Apparently it leaves the system within 24 hours and I was thinking that it was a substance that could be misused in the wrong hands.
 

Sasana Skye

Well-Known Member
Joined
24 May 2019
Messages
411
Location
London/Somerset
Visit site
Depends how nutty your horse is. Mine was on box rest with a serious soft tissue injury and bromide did nothing. I had tried a calming supplement with valerian, vervain, chamomile, lemonbalm and skullcap in which also did nothing. We had to keep her doped up on Sedalin with soaked hay and strictly no hard feed or treats to do anything with her. Mind you she was a raving lunatic.
 

Goldenstar

Well-Known Member
Joined
28 March 2011
Messages
46,996
Visit site
Try Valerian and sedaline I had a hyper horse on box rest (tied up in plaster at first )and with a mixture of horse company 100% of the time lots of human interaction and working out a routine that worked with sedaline .
 

Orangehorse

Well-Known Member
Joined
25 November 2005
Messages
13,688
Visit site
Mine was OK throughout box rest, it coincided with a really frosty winter and after a couple of weeks I could graze him in hand and he was OK to handle and his usual sensible self. When the vet said, you can start gentle work and he needs to be doing 1 hour of exercise (and nothing wrong with his leg, obviously) before turning him out on the field he went mad. I started walking in the field on sedalin but after a day or two when I thought he should be getting sensible, the effect of the sedalin wore off and didn't have the same effect. He just kept bucking and rearing - gentle exercise - so after no improvement after a couple more days I tried taking him down the road, still on sedalin in bridle, roller, side reins and I remember him quite clearly rearing and bucking all the way down the lane and I was trying to keep him on the grass verge trying to save his leg! After a couple of weeks of this on tubes of sedalin, which was having less and less effect , he final straw was a group of horses coming up the lane, which is across the field from the yard and he was twirling round on the end of a longish lead rope, at the gallop and then was rearing and I thought he might kick me on the head or face.

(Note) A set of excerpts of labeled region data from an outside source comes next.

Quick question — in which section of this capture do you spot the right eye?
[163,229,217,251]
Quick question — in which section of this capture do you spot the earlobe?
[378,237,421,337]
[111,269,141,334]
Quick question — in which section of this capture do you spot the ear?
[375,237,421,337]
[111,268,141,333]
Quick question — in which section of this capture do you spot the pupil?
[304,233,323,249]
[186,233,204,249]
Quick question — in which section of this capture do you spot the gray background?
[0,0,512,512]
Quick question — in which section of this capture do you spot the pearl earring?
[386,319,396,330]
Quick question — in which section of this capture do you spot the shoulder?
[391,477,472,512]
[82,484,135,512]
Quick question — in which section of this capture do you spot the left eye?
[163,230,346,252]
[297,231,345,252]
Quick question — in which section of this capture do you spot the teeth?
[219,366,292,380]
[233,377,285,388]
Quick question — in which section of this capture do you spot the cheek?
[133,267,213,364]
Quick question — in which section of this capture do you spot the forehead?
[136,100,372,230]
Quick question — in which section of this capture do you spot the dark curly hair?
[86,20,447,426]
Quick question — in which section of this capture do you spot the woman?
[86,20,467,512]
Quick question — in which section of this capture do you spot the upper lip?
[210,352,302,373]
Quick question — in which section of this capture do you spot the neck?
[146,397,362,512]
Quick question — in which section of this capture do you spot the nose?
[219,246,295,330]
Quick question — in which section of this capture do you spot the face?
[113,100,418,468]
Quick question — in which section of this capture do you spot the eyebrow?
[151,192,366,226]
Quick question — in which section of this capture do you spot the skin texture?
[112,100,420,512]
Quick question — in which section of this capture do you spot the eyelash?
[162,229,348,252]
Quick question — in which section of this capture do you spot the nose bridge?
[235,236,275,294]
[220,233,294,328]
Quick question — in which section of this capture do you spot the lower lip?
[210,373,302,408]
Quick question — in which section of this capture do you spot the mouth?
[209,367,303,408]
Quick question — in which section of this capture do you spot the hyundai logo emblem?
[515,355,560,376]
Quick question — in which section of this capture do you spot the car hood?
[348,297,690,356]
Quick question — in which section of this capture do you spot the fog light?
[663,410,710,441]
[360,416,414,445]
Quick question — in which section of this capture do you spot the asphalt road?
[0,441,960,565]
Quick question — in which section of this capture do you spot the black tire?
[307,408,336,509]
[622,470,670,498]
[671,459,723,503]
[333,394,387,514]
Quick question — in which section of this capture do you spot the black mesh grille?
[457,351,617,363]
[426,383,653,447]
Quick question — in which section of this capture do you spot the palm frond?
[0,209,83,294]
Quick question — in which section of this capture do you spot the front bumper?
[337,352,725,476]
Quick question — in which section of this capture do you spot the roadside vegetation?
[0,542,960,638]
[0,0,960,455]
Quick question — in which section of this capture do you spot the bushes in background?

He was quiet in the stable and he was quiet to travel to the yard when the YO long reined him around the stable yard. After a few days she decided to take him down to the arena and I'm not sure what he did but she said it was a good thing that she was at the end of the reins and not one of her staff. When she rang me up to say she was going to contact the vet about a different sedative she was clearly shocked! (I thought this horse was an old donkey - she had had him on livery a few times)

This did the trick and just took the edge off him, that it why you can ride when they are on it (although I wouldn't want to jump!).

I'm not sure what the dose is as I didn't actually give him any, even though I brought some back with me. But it is only a tiny dose, about a teaspoon and gradually reducing. But remember that it slowed his digestive system too, which is a known possible side effect.